You feel the film is most alive in these moments — that here is where it reveals its freest truest self. There’s the persistent image of the loner and wanderer in Diaz’ films, and you feel as if there’s nothing more he’d like to do than a really, really long film of someone just being out in the world (he almost did that film too — see Heremias Book One: The Legend of the Lizard Princess, sequel [Book Two] still forthcoming). The loneliness Diaz suggests here is both terrifying and exhilarating, and I suspect those who respond to his films feel that pull too, like standing at the edge of a high cliff savoring the urge to jump.

At this point the colonel pulls the plug on the case and Hermes is led away with little protest; then Taal erupts (the center of the lake is a giant caldero) and a more hirsute, more casually dressed Hermes returns, working against all hope to uncover still more clues to Esmeralda’s death (now likely covered by tons of volcanic ash turned by rain into concrete). Hermes is questioned — what’s the point? “That’s the way it goes,” the detective shrugs. “Everything starts from nothing.”

Which makes me question Debruge’s closing assertion in his review (my last reference to the piece, promise) that Diaz “hasn’t lost faith in the (justice) system.” We see Hermes back onsite with mystery buried deeper than before, clearly in violation of his colonel’s orders — gone rogue, or at least surrendered his badge, and he simply can’t let the issue go, so he’s continued as a private citizen.
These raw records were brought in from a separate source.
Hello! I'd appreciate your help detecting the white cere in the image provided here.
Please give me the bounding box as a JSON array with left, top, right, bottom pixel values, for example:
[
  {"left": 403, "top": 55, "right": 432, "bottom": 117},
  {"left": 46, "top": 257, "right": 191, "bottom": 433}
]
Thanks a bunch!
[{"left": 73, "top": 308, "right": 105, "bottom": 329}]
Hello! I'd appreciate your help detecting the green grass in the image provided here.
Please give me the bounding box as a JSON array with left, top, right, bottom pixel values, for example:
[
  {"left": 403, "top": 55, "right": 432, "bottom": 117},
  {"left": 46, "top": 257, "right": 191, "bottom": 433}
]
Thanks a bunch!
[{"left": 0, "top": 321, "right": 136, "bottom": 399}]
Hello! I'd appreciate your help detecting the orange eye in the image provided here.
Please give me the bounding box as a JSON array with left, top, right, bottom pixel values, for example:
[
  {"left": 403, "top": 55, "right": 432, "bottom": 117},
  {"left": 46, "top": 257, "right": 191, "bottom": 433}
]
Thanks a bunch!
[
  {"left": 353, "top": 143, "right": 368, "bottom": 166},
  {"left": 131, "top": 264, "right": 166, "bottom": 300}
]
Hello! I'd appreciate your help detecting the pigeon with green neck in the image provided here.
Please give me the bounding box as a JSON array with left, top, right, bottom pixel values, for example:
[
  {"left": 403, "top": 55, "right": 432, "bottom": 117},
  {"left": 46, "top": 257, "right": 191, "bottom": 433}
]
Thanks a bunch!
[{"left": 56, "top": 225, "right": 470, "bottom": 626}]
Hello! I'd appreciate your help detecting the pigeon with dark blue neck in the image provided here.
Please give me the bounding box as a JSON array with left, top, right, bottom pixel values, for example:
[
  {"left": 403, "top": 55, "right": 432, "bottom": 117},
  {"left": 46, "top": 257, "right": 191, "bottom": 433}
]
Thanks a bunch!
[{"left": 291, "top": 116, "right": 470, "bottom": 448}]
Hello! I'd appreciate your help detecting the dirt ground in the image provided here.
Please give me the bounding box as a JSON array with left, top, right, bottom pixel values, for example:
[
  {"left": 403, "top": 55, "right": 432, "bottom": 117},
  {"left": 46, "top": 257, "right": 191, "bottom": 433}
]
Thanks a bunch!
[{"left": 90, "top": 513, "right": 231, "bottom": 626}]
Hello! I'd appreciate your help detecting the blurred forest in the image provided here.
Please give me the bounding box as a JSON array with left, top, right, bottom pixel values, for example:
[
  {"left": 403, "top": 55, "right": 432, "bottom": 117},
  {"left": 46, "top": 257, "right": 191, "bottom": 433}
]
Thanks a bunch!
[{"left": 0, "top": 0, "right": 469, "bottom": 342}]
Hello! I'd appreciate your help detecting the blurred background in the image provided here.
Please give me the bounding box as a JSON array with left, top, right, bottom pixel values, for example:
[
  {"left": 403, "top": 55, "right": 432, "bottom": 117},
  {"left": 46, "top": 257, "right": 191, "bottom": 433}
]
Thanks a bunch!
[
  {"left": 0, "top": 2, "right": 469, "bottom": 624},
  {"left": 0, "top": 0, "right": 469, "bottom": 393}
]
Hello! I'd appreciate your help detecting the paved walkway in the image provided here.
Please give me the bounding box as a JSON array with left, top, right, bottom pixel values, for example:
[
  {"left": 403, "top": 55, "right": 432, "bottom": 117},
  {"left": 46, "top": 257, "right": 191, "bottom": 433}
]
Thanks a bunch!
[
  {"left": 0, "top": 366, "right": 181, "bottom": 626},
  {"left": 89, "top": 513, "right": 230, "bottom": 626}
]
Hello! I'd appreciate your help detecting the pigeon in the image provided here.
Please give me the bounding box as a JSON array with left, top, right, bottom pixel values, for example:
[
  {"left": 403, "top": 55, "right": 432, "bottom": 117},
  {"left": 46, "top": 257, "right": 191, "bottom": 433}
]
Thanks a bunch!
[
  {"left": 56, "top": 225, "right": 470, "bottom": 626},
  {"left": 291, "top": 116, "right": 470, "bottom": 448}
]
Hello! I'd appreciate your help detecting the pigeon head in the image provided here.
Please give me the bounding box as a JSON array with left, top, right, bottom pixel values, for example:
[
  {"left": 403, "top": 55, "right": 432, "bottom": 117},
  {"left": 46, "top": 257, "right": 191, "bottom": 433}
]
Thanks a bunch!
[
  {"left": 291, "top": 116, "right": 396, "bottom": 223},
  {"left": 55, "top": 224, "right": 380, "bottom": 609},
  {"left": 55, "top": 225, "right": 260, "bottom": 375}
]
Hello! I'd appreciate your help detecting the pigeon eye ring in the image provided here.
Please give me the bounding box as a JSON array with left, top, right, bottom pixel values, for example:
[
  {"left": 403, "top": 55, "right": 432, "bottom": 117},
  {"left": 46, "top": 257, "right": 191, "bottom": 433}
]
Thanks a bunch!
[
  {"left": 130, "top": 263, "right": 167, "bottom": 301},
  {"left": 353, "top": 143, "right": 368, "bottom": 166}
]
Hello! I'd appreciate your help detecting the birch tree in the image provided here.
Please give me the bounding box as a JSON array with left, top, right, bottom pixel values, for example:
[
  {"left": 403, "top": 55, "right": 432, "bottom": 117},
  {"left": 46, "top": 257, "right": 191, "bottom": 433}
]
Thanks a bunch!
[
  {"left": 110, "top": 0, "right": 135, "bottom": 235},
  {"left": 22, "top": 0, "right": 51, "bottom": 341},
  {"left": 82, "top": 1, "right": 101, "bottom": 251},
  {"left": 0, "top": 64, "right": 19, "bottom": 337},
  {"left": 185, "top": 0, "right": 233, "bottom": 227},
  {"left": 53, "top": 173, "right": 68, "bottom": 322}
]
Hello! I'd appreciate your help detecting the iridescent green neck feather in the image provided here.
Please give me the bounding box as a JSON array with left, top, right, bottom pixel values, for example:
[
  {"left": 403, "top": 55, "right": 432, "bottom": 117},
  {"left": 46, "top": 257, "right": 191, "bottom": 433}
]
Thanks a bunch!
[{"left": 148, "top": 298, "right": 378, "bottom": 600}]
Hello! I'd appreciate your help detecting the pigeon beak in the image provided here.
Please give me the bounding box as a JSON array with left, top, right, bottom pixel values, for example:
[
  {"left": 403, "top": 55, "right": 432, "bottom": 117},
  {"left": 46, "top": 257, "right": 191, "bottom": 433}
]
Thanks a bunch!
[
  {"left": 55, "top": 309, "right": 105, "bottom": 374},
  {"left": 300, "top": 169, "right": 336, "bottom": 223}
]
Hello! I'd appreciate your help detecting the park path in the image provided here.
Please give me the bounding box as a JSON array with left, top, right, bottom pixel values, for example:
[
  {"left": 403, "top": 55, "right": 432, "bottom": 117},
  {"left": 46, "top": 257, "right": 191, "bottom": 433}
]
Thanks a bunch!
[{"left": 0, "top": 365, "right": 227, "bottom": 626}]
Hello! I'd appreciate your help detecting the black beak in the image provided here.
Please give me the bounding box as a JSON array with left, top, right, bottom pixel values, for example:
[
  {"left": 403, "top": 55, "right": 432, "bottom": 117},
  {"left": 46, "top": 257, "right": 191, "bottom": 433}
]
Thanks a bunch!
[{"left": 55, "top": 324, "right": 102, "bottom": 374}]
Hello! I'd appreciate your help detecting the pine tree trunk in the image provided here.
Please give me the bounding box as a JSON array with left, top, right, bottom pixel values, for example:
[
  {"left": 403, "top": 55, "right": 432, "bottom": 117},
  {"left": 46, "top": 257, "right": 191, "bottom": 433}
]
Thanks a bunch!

Later Hermes encounters Diaz’ version of Duterte’s extrajudicial killings (EJKs) where a luckless man is accused of stealing, and a contrast is made between the case that obsesses Hermes and this latest death before him: the former inhabits his mind rent free as the saying goes, and in many ways is the more haunting — the way Marcos’ crimes still obsess us because they remain unpunished, much less unresolved — but we live in the here and now, life goes on, and newer monsters are in our midst. At some point we face our limitations and must make a choice: keep hold, or let go? We know what happens to Hermes — or at least we have a clue, if we’ve seen When the Waves are Gone — but for the end of this chapter in the story at least, Diaz leaves matters for us to decide.